An update of that research with a look at where it may be headed was presented March 24 at the AAD Annual Meeting during “Chronic Pruritus: Bedside to Bench Perspectives” (S042). The session featured researchers focusing on basic science followed by clinicians focusing on treatment in four areas: the basics of itch, itching related to atopic dermatitis and eczema, neuropathic itch, and itch in the elderly.
“The scientific community in dermatology and neurosciences has been elucidating the itch pathways and signaling systems. This is an immunologic and neurologic process,” said Timothy G. Berger, MD, co-director of the course. “Something happens to the skin that gets communicated to a nerve, and that is perceived as itching. That pathway from the event in the skin to the perception of itch is being tracked. What nerves carry the signal and where they are received in the brain — all of that is being worked out.
“Science is moving forward in this area. There may not be specific targets yet, like in psoriasis, but we envision there being specific blockers of the signaling molecules or signaling nerves that mediate itch.”
This research has greatly altered the work to develop treatments for pruritus, which is the most common complaint of dermatology patients.
“Even the preliminary knowledge we have of the basic mechanisms of pruritus suggests that we think about treating it in a completely different way,” said Dr. Berger, clinical professor of dermatology at the University of California, San Francisco. “While we do not have specific drugs, like TNF inhibitors for psoriasis, we do have new paradigm-changing concepts of treatment that have changed the way a lot of us who have managed itch approach the problem.”
Progress is being made in treating chronic itch that is linked to a hypersensitization phenomenon of nerve fibers by targeting the nerves, said Gil Yosipovitch, MD, the course director.
“There are drugs that work on this pathway of sensitization of nerve fibers. A good example is gabapentin and pregabalin, which are drugs that do work for chronic pain and chronic itch. A combination of them with some antidepressant drugs enables us to reduce that sensitization,” said Dr. Yosipovitch, professor and chair, department of dermatology and director of the Temple Itch Center, Temple University School of Medicine, Philadelphia.
Still other drugs target receptors, but finding the right combination is key.
“There is an imbalance in chronic itch between activation of mu receptors and kappa receptors. There are drugs that work on reducing mu, which is the morphine receptor. We know it inhibits pain, but it increases itch. Now, we have drugs that mitigate this effect, such as kappa receptor agonists. This field is evolving into treatments,” Dr. Yosipovitch said.
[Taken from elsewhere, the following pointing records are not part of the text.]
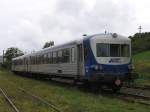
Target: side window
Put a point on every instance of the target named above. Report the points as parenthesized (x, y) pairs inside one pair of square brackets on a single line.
[(59, 56), (50, 57), (54, 57), (85, 53), (72, 54), (45, 58), (66, 55)]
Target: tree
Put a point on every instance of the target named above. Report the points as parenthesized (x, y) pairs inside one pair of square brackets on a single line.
[(10, 53), (48, 44)]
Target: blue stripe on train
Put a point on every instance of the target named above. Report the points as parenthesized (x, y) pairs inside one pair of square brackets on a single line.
[(107, 69)]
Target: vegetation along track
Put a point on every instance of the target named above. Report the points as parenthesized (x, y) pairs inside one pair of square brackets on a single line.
[(9, 100), (35, 97), (137, 94)]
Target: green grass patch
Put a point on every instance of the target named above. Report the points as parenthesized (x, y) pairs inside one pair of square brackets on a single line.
[(142, 67), (67, 98)]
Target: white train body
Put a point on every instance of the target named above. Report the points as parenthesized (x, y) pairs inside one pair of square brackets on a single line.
[(100, 57)]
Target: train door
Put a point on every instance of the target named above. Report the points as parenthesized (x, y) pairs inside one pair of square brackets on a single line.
[(80, 60)]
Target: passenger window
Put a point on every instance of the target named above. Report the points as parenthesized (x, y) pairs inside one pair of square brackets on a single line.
[(72, 54), (59, 56), (54, 57), (66, 55)]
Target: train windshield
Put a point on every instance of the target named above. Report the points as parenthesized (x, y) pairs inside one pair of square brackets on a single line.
[(112, 50)]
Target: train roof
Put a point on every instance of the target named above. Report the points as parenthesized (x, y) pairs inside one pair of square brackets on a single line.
[(78, 41)]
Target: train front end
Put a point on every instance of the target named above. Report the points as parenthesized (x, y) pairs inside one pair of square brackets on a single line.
[(108, 59)]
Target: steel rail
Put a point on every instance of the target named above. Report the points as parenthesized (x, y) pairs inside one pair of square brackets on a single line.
[(40, 99)]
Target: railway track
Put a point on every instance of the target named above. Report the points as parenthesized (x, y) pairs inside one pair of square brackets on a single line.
[(135, 95), (37, 98), (50, 104), (9, 100)]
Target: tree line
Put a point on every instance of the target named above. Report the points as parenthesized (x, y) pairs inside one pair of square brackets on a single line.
[(140, 42)]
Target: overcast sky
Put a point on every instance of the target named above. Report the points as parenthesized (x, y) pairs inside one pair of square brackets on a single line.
[(28, 24)]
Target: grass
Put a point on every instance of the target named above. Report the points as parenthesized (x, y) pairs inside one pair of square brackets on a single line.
[(67, 98), (142, 67)]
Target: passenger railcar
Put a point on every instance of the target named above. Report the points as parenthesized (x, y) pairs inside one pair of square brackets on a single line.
[(102, 58)]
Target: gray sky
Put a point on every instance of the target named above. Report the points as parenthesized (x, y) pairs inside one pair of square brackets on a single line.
[(28, 24)]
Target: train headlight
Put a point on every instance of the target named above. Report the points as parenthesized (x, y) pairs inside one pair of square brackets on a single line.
[(100, 67), (130, 67), (97, 67)]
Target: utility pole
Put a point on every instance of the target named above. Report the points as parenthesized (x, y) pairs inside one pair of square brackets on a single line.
[(140, 29)]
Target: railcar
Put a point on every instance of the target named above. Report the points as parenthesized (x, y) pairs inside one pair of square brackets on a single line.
[(104, 59)]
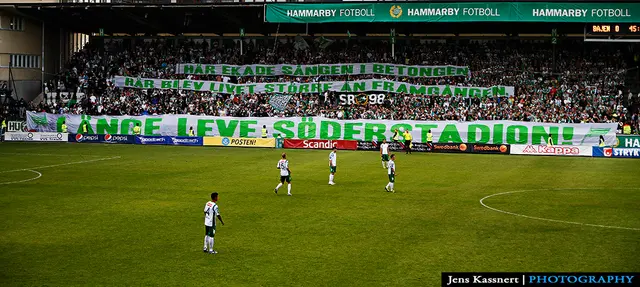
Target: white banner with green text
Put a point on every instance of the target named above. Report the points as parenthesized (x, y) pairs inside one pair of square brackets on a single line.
[(492, 132), (318, 87), (323, 70)]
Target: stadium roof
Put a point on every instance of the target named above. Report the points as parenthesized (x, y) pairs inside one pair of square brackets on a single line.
[(217, 17)]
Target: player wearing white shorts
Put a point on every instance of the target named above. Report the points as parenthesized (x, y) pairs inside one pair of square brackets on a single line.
[(285, 174), (384, 152), (332, 165), (211, 211), (392, 174)]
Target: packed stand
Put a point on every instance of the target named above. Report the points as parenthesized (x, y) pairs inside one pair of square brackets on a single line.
[(587, 85)]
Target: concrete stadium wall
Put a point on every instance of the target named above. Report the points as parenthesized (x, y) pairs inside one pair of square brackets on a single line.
[(59, 46), (27, 41)]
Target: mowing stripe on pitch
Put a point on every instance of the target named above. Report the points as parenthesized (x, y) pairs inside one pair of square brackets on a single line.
[(552, 220)]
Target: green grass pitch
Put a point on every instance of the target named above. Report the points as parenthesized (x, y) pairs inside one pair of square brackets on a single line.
[(138, 220)]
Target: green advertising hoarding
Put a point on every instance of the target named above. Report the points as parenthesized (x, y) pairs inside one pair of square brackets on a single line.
[(491, 132), (454, 12), (627, 141)]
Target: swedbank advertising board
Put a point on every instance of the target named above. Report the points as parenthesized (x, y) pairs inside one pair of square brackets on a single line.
[(454, 12)]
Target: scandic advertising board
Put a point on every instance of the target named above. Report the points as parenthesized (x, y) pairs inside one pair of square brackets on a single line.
[(321, 144), (552, 150), (454, 12), (35, 137), (480, 132), (239, 142)]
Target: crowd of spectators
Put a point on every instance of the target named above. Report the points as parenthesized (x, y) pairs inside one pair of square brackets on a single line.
[(585, 82)]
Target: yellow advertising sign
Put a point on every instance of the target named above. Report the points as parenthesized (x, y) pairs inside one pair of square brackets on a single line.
[(240, 142)]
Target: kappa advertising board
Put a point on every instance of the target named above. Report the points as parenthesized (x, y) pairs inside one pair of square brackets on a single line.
[(35, 137), (239, 142), (616, 152), (451, 147), (320, 144), (165, 140), (490, 148), (552, 150), (112, 139)]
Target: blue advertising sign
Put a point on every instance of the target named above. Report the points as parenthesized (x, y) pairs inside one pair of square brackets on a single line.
[(121, 139), (167, 140), (616, 152), (152, 140), (190, 141), (626, 152)]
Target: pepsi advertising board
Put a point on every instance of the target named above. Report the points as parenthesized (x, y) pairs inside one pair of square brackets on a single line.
[(115, 139)]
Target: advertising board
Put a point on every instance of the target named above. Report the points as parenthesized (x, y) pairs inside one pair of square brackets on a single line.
[(166, 140), (35, 137), (107, 138), (490, 148), (239, 142), (616, 152), (17, 126), (552, 150), (320, 144)]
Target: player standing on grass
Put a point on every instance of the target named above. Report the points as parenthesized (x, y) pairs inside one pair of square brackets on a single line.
[(384, 152), (392, 174), (332, 165), (210, 213), (285, 174)]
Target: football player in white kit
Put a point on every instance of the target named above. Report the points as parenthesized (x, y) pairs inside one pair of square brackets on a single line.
[(211, 211), (384, 152), (285, 174)]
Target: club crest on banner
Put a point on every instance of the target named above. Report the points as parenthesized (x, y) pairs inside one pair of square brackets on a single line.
[(279, 101)]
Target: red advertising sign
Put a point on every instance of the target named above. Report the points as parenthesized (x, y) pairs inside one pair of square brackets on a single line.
[(320, 144)]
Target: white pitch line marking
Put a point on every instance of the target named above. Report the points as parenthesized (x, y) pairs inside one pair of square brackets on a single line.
[(43, 154), (62, 164), (552, 220), (39, 175)]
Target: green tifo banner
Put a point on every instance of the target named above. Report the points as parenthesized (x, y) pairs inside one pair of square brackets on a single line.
[(493, 132), (318, 87), (322, 69), (454, 12)]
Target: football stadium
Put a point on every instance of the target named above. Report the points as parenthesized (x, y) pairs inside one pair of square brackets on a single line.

Still another option is the use of immunosuppressants for inflammatory skin diseases with chronic itch, such as atopic eczema and psoriasis, but it is not clear how they work, he said.
The final area discussed was itch among the elderly, which is a growing complaint related to the physiologic changes of aging.
“The field has grown significantly and the science behind it has been revolutionized in the last decade,” Dr. Yosipovitch said. “We know a lot more, but the science has to be translated into understanding treatments, identifying the problems where the core issues are, and finding ways to address them.”